Tim Cowell, Viterbi’s director of architecture and site planning, said “no expense was spared” in the design and construction process of the building.
“Platinum is the north star and it’s very difficult to achieve, but you have to understand from day one that that’s what your goal is,” he said. “We had to fix it.”
Cowell said the final budget for the building stands at $130 million, an increase from the original budget of $90 million set for 2019. The project was made possible in part by a donation from donors Dr. Allen and Charlotte Ginsburg, who in recent years have done. made similar contributions to the establishment of scientific research centers at the California Institute of Technology and the University of California, Los Angeles.
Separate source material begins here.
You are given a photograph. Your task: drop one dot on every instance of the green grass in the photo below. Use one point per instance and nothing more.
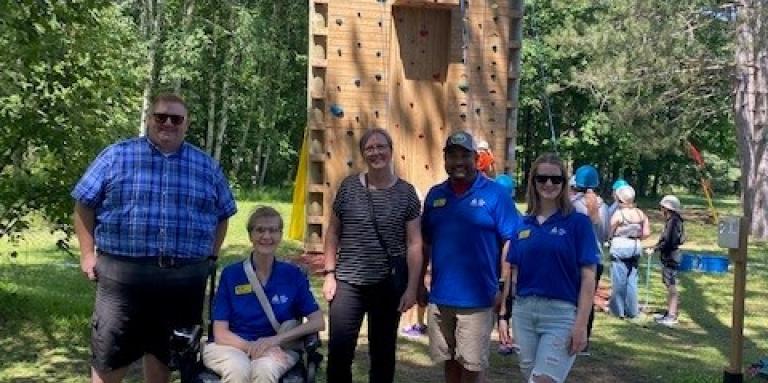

Allen and Charlotte Ginsburg, along with USC President Carol Folt, were in attendance Tuesday, delivering keynote speeches before the ribbon-cutting ceremony.
Nenad Medvidović, chair of the computer science department, said that after working at USC for nearly 26 years, the opening of the Ginsburg building felt like a “total no-brainer.”
“The original structure of CS was [Grace Ford Salvatori Hall]which is a relatively small building that was built in the 1970s and is not a very big place,” he said. “We will have to find a place for everything. ‘Let’s meet, where will we meet? At what time? How do we write?’ And so on.”
Medvidović added that he and other faculty members were involved in the building’s design project from its earliest stages.
He said: “The things that burned us that we didn’t realize about the place we had, it was somehow related to the design of the building itself.
The computer science department is comprised of approximately 6000 students across their undergraduate and graduate programs and employs 100 full-time. The new building includes several new facilities, including a cyber physical systems lab, a server room for artificial intelligence research and a two-story drone aviary for indoor drone technology testing.
Many graduate students attended Tuesday’s event, some of whom demonstrated their lab projects in action.
Nathan Dennler, a fifth-year PhD student in computer science, has developed a robot capable of responding to thumb and thumb gestures, which was originally designed to interact with children with brain disease.
Dennler said he looks forward to the building’s design being conducive to working with other students and faculty.
“We are currently in Ronald Tutor Hall. All the labs are very separate and separated by walls, which I feel is not the case here,” they said. “So it should help encourage collaboration.”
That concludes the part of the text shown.